Friday, August 21, 2009

Kreyol

This really is the coolest language. It’s SO practical and simple – no such absurdities as gendered nouns and conjugated verbs. And really, the verb “to be” is always so complicated in other languages – but in Kreyol it practically doesn’t exist! And since Kreyol was so long only a spoken language, once people decided to start writing it down, they eliminated all the absurd spelling of the French from which most of the words are derived. It is one hundred percent phonetic – no silent letters or letters that change sounds in 14 different ways. The only complicated thing about it in terms of pronunciation is the nasal sound that just doesn’t exist in English. Still working on mastering that …

I love learning languages and I love even more trying to use them with the people who speak them. Almost everyone here speaks English so well, certainly better than I can speak Kreyol yet, but it’s so fun for me to practice all day long, and I think they are genuinely amused by my efforts … or at least they pretend to be! Right now we’re all taking Kreyol classes with some of the “junior staff,” who are kids who graduated from LCS within the past few years and work here now, usually while pursuing some kind of university study at the same time. I managed to get my own private lessons with Barbara because I was the only one who really had any background in Kreyol before coming here. Her French is beautiful and she can read and write English well, but she struggles to pronounce English.
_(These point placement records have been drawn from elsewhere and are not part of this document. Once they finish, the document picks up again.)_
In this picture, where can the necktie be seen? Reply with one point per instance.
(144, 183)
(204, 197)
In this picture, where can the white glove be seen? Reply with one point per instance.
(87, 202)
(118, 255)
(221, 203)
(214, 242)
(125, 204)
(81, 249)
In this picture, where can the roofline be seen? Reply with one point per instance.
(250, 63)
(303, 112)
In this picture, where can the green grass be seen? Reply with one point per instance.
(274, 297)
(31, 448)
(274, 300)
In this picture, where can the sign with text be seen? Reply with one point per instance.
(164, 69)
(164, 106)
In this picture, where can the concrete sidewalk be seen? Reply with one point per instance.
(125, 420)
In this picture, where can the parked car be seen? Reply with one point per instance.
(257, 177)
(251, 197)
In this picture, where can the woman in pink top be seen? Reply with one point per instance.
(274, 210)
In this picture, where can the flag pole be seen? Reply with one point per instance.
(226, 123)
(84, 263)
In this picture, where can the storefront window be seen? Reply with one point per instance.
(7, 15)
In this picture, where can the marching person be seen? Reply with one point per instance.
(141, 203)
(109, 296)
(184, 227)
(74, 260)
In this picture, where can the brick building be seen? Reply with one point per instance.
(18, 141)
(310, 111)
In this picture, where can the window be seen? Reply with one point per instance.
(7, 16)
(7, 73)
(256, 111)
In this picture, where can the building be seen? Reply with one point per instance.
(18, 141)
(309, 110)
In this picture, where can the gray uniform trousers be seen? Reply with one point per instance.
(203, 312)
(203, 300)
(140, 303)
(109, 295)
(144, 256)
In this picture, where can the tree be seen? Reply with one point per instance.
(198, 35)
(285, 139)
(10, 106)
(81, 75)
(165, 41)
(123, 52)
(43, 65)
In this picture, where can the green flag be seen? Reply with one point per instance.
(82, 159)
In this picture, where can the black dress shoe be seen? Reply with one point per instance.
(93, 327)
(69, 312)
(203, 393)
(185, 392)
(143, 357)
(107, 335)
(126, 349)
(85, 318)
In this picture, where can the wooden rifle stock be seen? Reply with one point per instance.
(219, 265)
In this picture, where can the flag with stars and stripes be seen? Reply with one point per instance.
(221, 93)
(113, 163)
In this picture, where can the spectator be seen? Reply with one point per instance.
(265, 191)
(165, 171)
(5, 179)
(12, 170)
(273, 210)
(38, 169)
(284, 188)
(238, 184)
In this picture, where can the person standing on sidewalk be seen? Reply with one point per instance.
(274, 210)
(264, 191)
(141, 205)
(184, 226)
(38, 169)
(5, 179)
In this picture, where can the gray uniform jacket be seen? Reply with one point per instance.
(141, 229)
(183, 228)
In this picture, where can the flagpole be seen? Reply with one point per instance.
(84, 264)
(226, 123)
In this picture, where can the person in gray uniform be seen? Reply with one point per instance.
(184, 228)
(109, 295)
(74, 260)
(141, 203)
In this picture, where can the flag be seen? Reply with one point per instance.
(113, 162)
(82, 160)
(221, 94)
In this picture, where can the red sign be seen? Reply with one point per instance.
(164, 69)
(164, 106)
So our classes together are so good – she helps me sort out the Kreyol and explains the subtle differences between words, and I help her figure out how to pronounce English.

A few summers ago when I was in Guatemala, some of you followed my quest to be able to say the most complicated sentence imaginable in Spanish – “if I had known you were coming I would have baked you a cake.” I eventually figured it out – “si hubiera sabido que tu venias, te habria hecho un pastel,” and I always have that sentence in the back of my mind in Spanish when trying to construct similarly complex sentences. I think that today I conquered a similarly complex sentence from my little “Creole Made Easy” book. (note …. Clearly this language is easier if I’m able to figure out a sentence like that after about a month of working on the language whereas in Spanish it took me about ten years.) The sentence: ‘If we hadn’t arrived on time, he might have untied the boat.” Nan Kreyol: “si nou pa te rive a le, li te ka demare bato a.’ OK, it did take me like five minutes to figure out how to write it … but I got it eventually. Hmmmmm …. Can I figure out the Spanish sentence in kreyol? “Si mwen te konnen ki ou vini, mwen te ka fe yon ti gato.” Really, I can only do that because there’s no subjunctive or past conditional or anything in Kreyol. So fun.

Now if I could only understand ANYTHING that Kreyol speakers are saying when they talk to each other …. That would be awesome.

1 comment:

Meg said...

I heart the subjunctive. Don't knock it.

P.S. I can't believe you're teaching your classes in Spanish. What classes will you be teaching?